The skills: standard backend engineering plus LLM API familiarity, prompt engineering judgment, vector database experience, and the operational awareness to make AI systems reliable in production.
Agent systems engineers. As companies get serious about autonomous agents, they need engineers who can design agent architectures that actually work reliably. This requires understanding orchestration, tool design, error handling, human-in-the-loop patterns, and observability.
This role is newer and less well-defined than AI product engineer, but it's growing fast.
ML platform engineers. Companies that run their own fine-tuned models need infrastructure: training pipelines, evaluation frameworks, model deployment and serving, A/B testing for model changes. This is MLOps at scale.
AI tooling developers. Building the tools other developers use to work with AI. SDK development, developer tools, IDE integrations, CLI tools. This is a smaller market but pays well.
What's Not as Hot as It Seems
Prompt engineering as a job title. Every developer who uses LLMs does prompt engineering. It's a skill, not a role. Companies hiring for this often just want a product engineer who understands AI.
Pure RAG implementation. Implementing a basic RAG pipeline is now well-understood and achievable by most engineers with LLM API experience. It's not differentiated enough to be a specialty.

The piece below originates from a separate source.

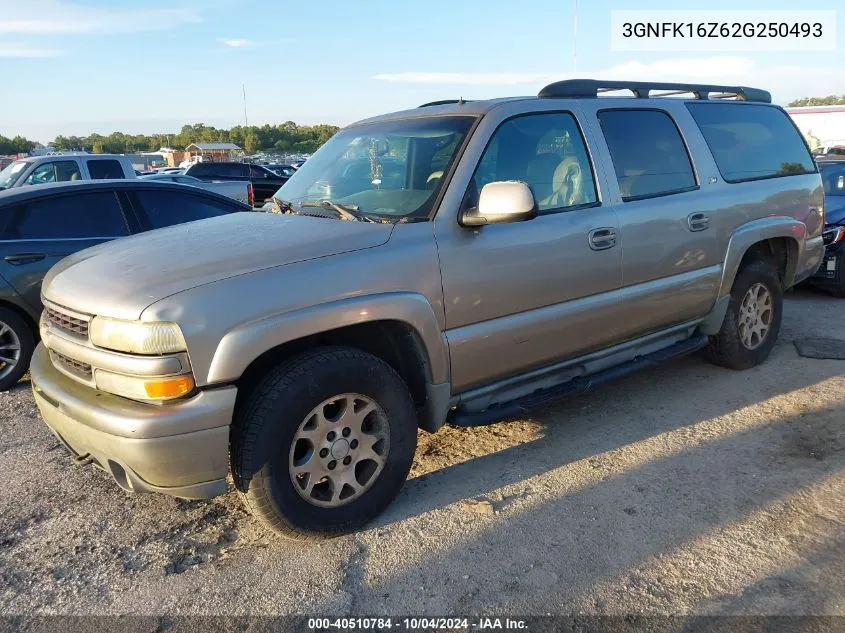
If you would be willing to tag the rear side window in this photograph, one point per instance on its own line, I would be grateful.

Fine-tuning without MLOps. "I can fine-tune models" without the infrastructure to serve, version, and iterate those models in production is increasingly less useful. Fine-tuning the model is the easy part.
Skills That Actually Matter
Evaluation. The ability to measure whether an AI system is working — not just "does it produce output" but "does it produce correct, safe, consistent output." Building evals, running evals, using eval results to improve systems. This is underrated and undersupplied.
System design for AI. How do you design a system where one component is a probabilistic function (the LLM) that can fail in unpredictable ways? This requires different patterns than deterministic systems, and not enough engineers know them.
Observability for AI systems. Logging LLM calls, tracing multi-step agent runs, identifying where quality degraded, understanding cost drivers. Regular APM tools don't cover this well. Engineers who can instrument AI systems are in demand.
Domain knowledge. The most employable AI developers aren't the ones who know LLMs better than everyone else — they're the ones who combine solid LLM competence with deep knowledge of a specific domain (legal, healthcare, finance, enterprise software).
How to Position Yourself
The positioning question is: what problem can you solve that requires both AI knowledge and something else?
"I can build AI systems" is not a position — it's a capability increasingly shared by many developers.
"I can build reliable AI systems for healthcare document processing, understand the compliance requirements, and have shipped three of them" is a position.
The something else can be:
- A specific industry or domain
- A specific technical specialty (distributed systems, databases, mobile)
- A specific scale (startup speed vs. enterprise reliability)
- A specific workflow (DevOps, security, data engineering)
The developers I see doing the best are combining AI skills with a specific domain or specialty, not trying to be pure AI generalists.
The Honest Picture
There's real demand, and there will be more. But it's not "any AI keyword on your resume gets you hired" anymore. The bar for what counts as genuine AI engineering competence is rising fast. Companies have been burned by AI projects that didn't ship and aren't hiring for potential anymore — they want demonstrated experience with production AI systems.
Build things. Ship them. Write about what you learned. That's the portfolio that gets you hired.